Birthweight, taken from original birth records, was linked with individual-level data on age at diabetes diagnosis. Incidence rates of T2D by age, sex and birthweight were estimated using statistical modelling, adjusting for:

  • prematurity status at birth
  • birth order (position in the birth order among any siblings)

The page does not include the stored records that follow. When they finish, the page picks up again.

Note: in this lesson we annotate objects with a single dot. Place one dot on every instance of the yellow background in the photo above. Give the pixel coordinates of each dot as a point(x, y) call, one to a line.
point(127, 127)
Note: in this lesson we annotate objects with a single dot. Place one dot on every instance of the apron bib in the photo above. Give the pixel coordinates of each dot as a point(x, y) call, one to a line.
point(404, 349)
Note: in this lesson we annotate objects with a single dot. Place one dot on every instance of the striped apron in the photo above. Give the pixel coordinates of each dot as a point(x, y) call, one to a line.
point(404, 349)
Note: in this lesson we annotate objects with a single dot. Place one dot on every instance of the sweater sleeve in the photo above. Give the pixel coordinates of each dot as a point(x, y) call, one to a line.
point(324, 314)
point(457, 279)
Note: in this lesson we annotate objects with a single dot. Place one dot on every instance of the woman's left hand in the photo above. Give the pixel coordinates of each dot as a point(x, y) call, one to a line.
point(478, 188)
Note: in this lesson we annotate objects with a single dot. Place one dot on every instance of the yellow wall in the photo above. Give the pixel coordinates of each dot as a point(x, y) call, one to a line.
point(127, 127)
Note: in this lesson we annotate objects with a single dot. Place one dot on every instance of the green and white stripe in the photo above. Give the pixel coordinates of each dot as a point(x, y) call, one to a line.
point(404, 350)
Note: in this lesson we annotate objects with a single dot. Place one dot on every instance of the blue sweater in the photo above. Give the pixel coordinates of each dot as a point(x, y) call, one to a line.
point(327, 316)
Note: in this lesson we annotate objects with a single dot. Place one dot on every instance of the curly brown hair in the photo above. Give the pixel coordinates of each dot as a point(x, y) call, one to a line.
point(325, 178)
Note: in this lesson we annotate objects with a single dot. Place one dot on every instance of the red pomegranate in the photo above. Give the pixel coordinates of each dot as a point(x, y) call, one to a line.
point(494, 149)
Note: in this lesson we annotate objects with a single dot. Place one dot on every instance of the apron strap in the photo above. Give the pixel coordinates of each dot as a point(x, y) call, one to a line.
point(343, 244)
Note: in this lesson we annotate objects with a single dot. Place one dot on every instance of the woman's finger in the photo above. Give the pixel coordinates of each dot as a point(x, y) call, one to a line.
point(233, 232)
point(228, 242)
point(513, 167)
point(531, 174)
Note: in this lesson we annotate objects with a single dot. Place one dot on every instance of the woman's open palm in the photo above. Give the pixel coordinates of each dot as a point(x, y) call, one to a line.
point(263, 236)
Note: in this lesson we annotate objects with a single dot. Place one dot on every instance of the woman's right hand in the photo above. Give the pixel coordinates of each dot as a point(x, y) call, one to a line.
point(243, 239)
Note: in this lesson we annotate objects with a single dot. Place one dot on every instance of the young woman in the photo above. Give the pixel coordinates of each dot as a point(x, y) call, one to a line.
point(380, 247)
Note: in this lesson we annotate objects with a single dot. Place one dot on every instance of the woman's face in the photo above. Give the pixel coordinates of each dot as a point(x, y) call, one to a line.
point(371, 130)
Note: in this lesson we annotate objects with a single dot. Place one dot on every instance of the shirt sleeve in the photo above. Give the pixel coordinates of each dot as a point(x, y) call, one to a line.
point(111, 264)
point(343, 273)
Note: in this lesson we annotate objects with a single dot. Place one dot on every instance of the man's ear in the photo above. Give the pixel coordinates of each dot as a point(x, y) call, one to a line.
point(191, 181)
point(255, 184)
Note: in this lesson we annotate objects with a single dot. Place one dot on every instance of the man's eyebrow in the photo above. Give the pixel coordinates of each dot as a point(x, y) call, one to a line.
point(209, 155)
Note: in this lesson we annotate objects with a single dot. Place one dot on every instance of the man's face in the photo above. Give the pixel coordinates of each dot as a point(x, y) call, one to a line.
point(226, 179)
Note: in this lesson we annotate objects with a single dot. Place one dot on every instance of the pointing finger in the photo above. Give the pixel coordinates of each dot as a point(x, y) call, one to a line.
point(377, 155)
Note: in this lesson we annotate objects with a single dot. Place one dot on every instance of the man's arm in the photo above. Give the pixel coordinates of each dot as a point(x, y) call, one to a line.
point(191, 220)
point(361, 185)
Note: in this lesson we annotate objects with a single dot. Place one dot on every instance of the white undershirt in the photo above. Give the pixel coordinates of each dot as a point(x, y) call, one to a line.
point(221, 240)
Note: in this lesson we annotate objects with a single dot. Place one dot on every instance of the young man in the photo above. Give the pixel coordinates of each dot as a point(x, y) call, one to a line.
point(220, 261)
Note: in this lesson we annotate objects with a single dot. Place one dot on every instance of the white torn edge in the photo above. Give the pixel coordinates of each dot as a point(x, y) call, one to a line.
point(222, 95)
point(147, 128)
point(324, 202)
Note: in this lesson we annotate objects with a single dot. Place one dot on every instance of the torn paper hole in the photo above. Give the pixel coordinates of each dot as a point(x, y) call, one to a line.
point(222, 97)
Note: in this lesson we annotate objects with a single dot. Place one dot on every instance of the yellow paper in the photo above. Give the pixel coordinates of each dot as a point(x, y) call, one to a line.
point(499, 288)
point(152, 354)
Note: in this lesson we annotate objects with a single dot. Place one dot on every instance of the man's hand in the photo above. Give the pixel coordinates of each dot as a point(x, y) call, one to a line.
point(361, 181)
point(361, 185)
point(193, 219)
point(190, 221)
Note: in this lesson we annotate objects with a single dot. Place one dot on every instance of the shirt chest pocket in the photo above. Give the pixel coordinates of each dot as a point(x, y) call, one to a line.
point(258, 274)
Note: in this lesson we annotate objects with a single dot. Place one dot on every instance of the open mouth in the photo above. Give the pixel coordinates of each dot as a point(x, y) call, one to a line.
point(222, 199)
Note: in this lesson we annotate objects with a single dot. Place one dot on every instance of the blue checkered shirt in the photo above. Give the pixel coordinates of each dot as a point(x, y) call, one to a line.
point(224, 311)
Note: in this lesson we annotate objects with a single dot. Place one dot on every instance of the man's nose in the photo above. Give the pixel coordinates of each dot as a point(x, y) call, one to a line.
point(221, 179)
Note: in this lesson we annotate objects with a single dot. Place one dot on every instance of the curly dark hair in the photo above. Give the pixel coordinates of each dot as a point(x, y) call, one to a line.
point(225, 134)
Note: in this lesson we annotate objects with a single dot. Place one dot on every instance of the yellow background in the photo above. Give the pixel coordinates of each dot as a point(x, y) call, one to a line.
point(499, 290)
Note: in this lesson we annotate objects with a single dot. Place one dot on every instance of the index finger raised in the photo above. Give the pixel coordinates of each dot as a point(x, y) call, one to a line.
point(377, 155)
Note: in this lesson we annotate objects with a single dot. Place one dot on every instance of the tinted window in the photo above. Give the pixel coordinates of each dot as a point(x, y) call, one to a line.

  • genetic risk scores for birthweight and T2D
  • maternal and paternal diabetes history
  • socioeconomic status
  • adult body mass index (BMI). 
The authors found that, among 4590 participants, there were 492 incident T2D cases during an average follow-up of 19 years. T2D incidence rate increased with age, was higher in male participants, and decreased linearly with increasing birthweight, with each extra kilogram linked to a 40% reduced risk of T2D.
 
Notably, the researchers identified that the absolute rate of increase in T2D incidence across age was markedly steeper in people with lower birthweights.
 
The authors say the findings indicate that birthweight has a distinct impact on T2D risk independent of genetic susceptibility and adult adiposity, and that low birthweight as a proxy of an adverse fetal environment is of similar aetiological importance to that of genotype.
 
The second study, which shares many of the same authors, analysed midwife records for 6866 individuals with T2D, tracking:
 
  • age at diagnosis
  • anthropomorphic measures (body dimensions)
  • comorbidities
  • medications
  • metabolic variables
  • family history of T2D.
These were then compared between individuals in the lowest (<3000 g) and highest (>3700 g) quartiles for birthweight, with those in the middle 50% (3000–3700 g) used as a reference.
 
Continuous relationships across the entire birthweight spectrum were also assessed, while weighted polygenic scores for T2D and birthweight were calculated to assess the impact of genetic predispositions.
 
The analysis found that each 1 kg decrease in birthweight was associated with a 3.3-year younger age of diabetes onset, 1.5 kg/m2 lower BMI and 3.9 cm smaller waist circumference.
 
Compared with the reference birthweight, a birthweight of <3000 g was associated with more overall comorbidity, a 36% higher chance of having three or more comorbidities, and a 26% higher chance of having a systolic blood pressure above 155 mm Hg (severe hypertension).
 
Those with low birthweight also had a 28% increased risk of being diagnosed with T2D aged under 45 years, and a 30% lower risk of being diagnosed aged over 75 years, meaning they were more likely to be diagnosed at a younger age.
 
Birthweight under 3 kg was likewise associated with reporting fewer individuals with a family history of T2D, with a slight (7%) increased chance of reporting no T2D-affected relatives, but a 33% reduced risk of reporting three or more relatives with T2D.
 
Other factors linked to a lower birthweight were a lower prevalence of diabetes-associated neurological disease and a 33% increased risk of using three or more glucose-lowering drugs.
 
Clinically defined low birthweight (below 2.5kg) yielded stronger associations, and a higher birthweight was associated with characteristics mirroring lower birthweight in opposite directions.
 
However, the authors add that neither people with a lower birthweight, nor those with a high genetic risk of T2D have a ‘particularly very high absolute risk’ of developing the disease if they are able to maintain a healthy BMI throughout their lives.